Credit Cards Are Back in Vogue
- By:
- Greg Mischio | Mon, 06/02/2008
The slumping housing market is forcing consumers to turn to an unlikely source for financial help. While many experts warn against using credit cards to help make ends meet, many consumers are using them for daily expenses and as their only source for debt consolidation.
Much has been made about our nation's addiction to oil, but the recent housing slump indicates that we're just as addicted to tapping our home equity. During the last few years, as home prices were rising, many consumers didn't give a second thought to tapping their home equity for everything from vacations to college tuition.
When the housing bubble inevitably burst, homeowners were shocked to find that their go-to source of cash had vanished. Consumers have been unable to readjust their spending habits, and have turned to credit cards for a financial bailout.
Credit cards: The final frontier
Becoming over-reliant on credit cards is a surefire recipe for disaster. They carry high interest rates, and can lead to an eventual debt spiral from which escape is nearly impossible. Unfortunately, many consumers have established bad spending habits that they can't seem to shake. As a result, in an ill-advised manner, they've turned to credit cards for an injection of cash.
Perhaps an even more disturbing trend is that many people are using debt consolidation offers from credit cards. The ongoing zero-percent interest balance transfer offer can be extremely enticing to consumers. It allows you to transfer all of your debts to one card where you don't need to pay any interest for an introductory period of six to nine months. Unfortunately, when that period ends, the balance is hit with double-digit interest rates.
A closing window
This type of credit card usage is disturbing, and could lead to some serious short-term problems. Credit card companies, weary of the carnage that's recently taken place in the subprime industry, have become reluctant to extend credit to people whom they consider a financial risk.

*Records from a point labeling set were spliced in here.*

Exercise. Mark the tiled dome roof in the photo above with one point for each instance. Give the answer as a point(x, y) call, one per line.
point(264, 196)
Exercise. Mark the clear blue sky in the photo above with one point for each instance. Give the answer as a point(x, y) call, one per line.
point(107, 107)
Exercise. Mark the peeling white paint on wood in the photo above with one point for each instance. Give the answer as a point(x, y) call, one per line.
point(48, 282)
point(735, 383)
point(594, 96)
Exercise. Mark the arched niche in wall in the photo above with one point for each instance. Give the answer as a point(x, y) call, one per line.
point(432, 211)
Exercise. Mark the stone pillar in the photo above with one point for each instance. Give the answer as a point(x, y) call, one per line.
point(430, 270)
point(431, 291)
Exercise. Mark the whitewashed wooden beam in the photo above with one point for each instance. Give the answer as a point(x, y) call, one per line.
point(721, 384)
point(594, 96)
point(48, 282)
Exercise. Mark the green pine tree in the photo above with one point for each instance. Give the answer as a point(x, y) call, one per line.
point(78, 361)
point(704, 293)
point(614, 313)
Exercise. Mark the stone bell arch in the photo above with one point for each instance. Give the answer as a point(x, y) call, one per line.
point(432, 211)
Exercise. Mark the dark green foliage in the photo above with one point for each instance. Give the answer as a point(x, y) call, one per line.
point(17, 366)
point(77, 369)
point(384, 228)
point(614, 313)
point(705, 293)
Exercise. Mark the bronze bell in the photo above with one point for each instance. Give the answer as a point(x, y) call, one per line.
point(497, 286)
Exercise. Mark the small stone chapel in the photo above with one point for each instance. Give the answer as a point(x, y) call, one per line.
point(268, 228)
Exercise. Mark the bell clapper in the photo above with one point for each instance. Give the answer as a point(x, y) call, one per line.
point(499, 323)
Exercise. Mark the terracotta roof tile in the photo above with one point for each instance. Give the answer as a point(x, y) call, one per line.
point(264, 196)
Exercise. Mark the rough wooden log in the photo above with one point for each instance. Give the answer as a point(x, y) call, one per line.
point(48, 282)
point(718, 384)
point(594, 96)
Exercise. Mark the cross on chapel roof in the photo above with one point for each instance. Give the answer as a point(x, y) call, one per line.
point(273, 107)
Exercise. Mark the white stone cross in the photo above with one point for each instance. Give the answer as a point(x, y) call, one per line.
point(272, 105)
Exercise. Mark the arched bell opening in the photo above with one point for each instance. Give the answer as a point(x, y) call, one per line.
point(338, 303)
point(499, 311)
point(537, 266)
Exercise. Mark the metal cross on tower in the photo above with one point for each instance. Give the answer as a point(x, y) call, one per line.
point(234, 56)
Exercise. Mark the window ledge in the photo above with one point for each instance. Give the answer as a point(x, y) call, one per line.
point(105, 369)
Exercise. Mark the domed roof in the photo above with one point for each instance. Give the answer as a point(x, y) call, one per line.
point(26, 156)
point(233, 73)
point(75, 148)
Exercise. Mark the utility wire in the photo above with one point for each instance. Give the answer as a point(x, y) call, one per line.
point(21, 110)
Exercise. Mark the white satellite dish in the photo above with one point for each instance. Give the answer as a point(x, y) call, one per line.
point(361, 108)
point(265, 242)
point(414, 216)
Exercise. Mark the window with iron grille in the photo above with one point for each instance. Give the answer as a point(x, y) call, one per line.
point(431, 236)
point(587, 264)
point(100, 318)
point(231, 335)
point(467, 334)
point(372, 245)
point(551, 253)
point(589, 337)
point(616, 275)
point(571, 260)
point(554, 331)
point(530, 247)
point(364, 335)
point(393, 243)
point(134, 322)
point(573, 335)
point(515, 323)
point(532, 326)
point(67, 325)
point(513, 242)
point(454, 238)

If a credit card company sees that a consumer is acquiring increasing debt, they may choose to slash credit limits, or raise interest rates on the balance. Both actions are legal and used as a method to safeguard their companies against increasing risk. For cardholders who are using the credit card for debt consolidation, or as a source of income, this is a recipe for disaster, and may push them into an even deeper hole.
If you find yourself heading down this slippery slope, time is of the essence. You'll need to take a step back and reevaluate your entire financial picture. Carefully analyze all your expenses and your current income. Are there areas you can trim to help make ends meet? Can you move to less expensive lodging, drive a cheaper vehicle, or spend less at the shopping mall?
Any of these measures will help you reduce your dependency on plastic. The sooner you break the addiction, the faster you can get yourself back into good financial shape.